Sweet Jesus, we’re almost done with Genesis. I have such a headache, and I’m so tired right now, but still I’m up typing away…
This project, combined with my new job, is going to be the most trying and demanding thing I’ve ever had to do. Maybe this hectic week will be good for me; if I retire early tonight and wake up early, I can start fresh and write my Day 49 post early, before I have to work all day. And the next day. And the next day.
You know, I’m going out of town in less than three weeks, and I cannot wait. I’m going camping, and I’m going to be away from the computer for about 7 or 8 days. I’ll be bringing my Bible and a notepad with me on the camping trip, and I’ll read and write every day. But the posting is going to have to wait til I get back. I think it’ll be a really nice vacation; I can’t wait to turn my phone off for a week; it’s always buzzing with texts and emails… Days like today, I just want a little silence. As soon as I’m done with this post, I shall have it.
Joseph brings his sons to meet his dying father, Jacob. Jacob/Israel takes the children close to him, recounts his vision of God and the promises therefrom, and says this (Gen 49:5-6):
And now your two sons, Ephraim and Manasseh, who were born to you in the land of Egypt before I came to you in Egypt, are mine; as Reuben and Simeon, they shall be mine. Your offspring whom you beget after them shall be yours; they will be called by the name of their brothers in their inheritance.

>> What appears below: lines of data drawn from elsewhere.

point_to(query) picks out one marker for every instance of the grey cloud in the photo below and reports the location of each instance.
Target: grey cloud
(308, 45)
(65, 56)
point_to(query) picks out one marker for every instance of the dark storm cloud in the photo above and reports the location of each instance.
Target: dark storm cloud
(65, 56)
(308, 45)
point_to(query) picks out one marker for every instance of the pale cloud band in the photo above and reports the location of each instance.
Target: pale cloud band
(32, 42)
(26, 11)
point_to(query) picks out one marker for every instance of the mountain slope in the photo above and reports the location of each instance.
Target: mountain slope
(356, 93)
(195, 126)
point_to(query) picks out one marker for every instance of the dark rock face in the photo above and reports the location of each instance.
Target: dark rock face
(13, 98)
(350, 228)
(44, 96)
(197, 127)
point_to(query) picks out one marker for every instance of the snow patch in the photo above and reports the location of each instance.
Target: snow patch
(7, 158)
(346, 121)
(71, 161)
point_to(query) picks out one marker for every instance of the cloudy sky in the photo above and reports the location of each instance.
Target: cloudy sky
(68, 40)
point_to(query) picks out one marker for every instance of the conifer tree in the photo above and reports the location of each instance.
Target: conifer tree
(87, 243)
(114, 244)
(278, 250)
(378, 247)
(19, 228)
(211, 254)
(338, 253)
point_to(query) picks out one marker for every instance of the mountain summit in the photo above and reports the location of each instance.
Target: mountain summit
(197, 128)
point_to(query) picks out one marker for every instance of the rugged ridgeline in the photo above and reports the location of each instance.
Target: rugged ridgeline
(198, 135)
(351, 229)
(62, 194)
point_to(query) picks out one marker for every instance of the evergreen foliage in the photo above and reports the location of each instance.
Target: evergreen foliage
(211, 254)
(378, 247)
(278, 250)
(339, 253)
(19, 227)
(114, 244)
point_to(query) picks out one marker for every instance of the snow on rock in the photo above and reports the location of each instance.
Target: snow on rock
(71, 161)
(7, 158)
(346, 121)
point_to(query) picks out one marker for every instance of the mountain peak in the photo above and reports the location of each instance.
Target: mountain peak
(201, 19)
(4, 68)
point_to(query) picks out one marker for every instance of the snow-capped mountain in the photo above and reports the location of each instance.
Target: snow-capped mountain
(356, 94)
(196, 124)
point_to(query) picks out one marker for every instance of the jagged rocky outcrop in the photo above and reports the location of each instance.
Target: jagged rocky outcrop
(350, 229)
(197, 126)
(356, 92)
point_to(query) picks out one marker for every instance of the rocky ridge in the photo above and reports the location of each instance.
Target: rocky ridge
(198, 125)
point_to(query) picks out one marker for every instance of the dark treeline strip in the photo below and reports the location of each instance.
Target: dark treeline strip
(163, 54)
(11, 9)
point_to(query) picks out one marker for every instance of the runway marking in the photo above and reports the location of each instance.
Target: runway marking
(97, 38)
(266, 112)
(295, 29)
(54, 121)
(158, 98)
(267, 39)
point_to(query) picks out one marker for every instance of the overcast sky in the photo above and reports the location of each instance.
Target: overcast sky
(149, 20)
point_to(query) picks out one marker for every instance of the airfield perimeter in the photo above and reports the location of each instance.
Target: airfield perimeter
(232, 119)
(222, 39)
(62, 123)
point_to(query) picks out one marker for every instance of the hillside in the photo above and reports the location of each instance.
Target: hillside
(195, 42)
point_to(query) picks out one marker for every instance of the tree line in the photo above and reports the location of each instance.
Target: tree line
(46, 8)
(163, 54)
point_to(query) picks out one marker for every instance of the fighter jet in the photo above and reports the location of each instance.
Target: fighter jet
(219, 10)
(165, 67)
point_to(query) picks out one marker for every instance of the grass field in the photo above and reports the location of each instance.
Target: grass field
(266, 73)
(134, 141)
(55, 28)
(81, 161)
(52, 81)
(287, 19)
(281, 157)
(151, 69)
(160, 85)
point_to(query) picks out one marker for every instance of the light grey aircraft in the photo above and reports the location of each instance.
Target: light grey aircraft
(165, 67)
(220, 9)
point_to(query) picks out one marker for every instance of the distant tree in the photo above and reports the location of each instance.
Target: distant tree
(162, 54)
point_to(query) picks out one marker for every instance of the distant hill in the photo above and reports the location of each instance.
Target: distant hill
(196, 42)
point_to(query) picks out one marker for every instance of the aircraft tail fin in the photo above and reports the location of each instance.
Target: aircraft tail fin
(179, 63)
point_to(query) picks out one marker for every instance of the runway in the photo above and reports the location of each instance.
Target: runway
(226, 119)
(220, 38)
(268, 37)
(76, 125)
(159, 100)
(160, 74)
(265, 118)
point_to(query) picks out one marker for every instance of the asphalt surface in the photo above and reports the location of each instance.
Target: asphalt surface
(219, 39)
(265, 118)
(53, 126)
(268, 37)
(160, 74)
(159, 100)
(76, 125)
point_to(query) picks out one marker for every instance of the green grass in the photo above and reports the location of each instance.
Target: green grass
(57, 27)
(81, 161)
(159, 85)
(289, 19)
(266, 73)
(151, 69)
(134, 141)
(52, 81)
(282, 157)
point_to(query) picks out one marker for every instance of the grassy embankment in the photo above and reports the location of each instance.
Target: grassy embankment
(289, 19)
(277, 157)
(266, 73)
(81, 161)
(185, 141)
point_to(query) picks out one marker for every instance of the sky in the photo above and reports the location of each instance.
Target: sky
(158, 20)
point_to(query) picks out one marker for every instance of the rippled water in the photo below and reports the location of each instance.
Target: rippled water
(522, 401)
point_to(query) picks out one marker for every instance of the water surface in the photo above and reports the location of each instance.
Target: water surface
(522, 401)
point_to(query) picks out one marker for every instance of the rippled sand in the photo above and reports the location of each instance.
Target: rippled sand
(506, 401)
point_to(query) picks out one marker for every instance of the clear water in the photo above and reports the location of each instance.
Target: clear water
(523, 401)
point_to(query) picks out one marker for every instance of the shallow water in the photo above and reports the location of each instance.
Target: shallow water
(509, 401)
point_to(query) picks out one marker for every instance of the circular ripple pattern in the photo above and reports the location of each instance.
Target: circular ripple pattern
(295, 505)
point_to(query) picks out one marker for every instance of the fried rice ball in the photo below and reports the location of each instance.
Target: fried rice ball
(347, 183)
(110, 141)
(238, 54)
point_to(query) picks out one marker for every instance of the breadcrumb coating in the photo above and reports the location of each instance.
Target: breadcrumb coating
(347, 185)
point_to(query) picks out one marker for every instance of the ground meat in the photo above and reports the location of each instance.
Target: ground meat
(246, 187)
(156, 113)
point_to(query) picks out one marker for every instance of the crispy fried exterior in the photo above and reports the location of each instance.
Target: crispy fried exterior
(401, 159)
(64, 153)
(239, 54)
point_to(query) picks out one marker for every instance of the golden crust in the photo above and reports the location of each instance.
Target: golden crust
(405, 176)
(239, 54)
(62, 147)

I wasn’t sure what to make of this, so I visited our old friend Matthew Henry. Haven’t heard from him in a while. He makes the point that Jacob “adopts” Ephraim and Manasseh to carry on the promises of God, to carry on the blessings, to live a godly life rather than an earthly one. Jacob wants the two boys “to know, that it is better to be low, and in the church, than high, and out of it.”¹
Jacob then blesses the boys, placing his right hand on the head of Ephraim, the younger, and his left hand on the head of Manasseh, the older. Joseph tells his father essentially that he is confused or mistaken in his blessings, but Jacob speaks “from a spirit of prophecy,” according to Matthew Henry. Jacob knows that, just as with his life and his brother, the younger shall surpass the older in the eyes of God.
Here is Jacob’s blessing to the boys (Gen 49:15-16):
“God, before whom my fathers Abraham and Isaac walked,
The God who has fed me all my life long to this day,
The Angel who has redeemed me from all evil,
Bless the lads;
Let my name be named upon them,
And the name of my fathers Abraham and Isaac;
And let them grow into a multitude in the midst of the earth.”
I like the second and third lines; the second because God has cared for Jacob all the way up til now, almost out of expectation or a leading-up to his death. Also, because this chapter made me think about it, I realized that there has been no mention of anyone dying and going to Heaven. The only mention of “heaven” throughout Genesis seems to be used to mean “sky,” and the only person who has had anything else happen to him besides death is Enoch, for if you recall, “God took him” back in Genesis 5:24.
As far as the third line goes, I was confused as to “The Angel.” Obviously this figure is equated with God, which made me think of the idea of the Trinity and all the appearances of the “Angel of the Lord” throughout Genesis. Both Matthew Henry and John Wesley equate this figure with Jesus Christ, “the Angel of the covenant.” 1,2
It is interesting to see all these interpretations of the appearance of Christ in the Old Testament. Someday I should like to talk to a Rabbi or a Jewish scholar about all of this and see what their take on it is.
Anyway, I’m calling it an early night. I love you all; peace be upon you.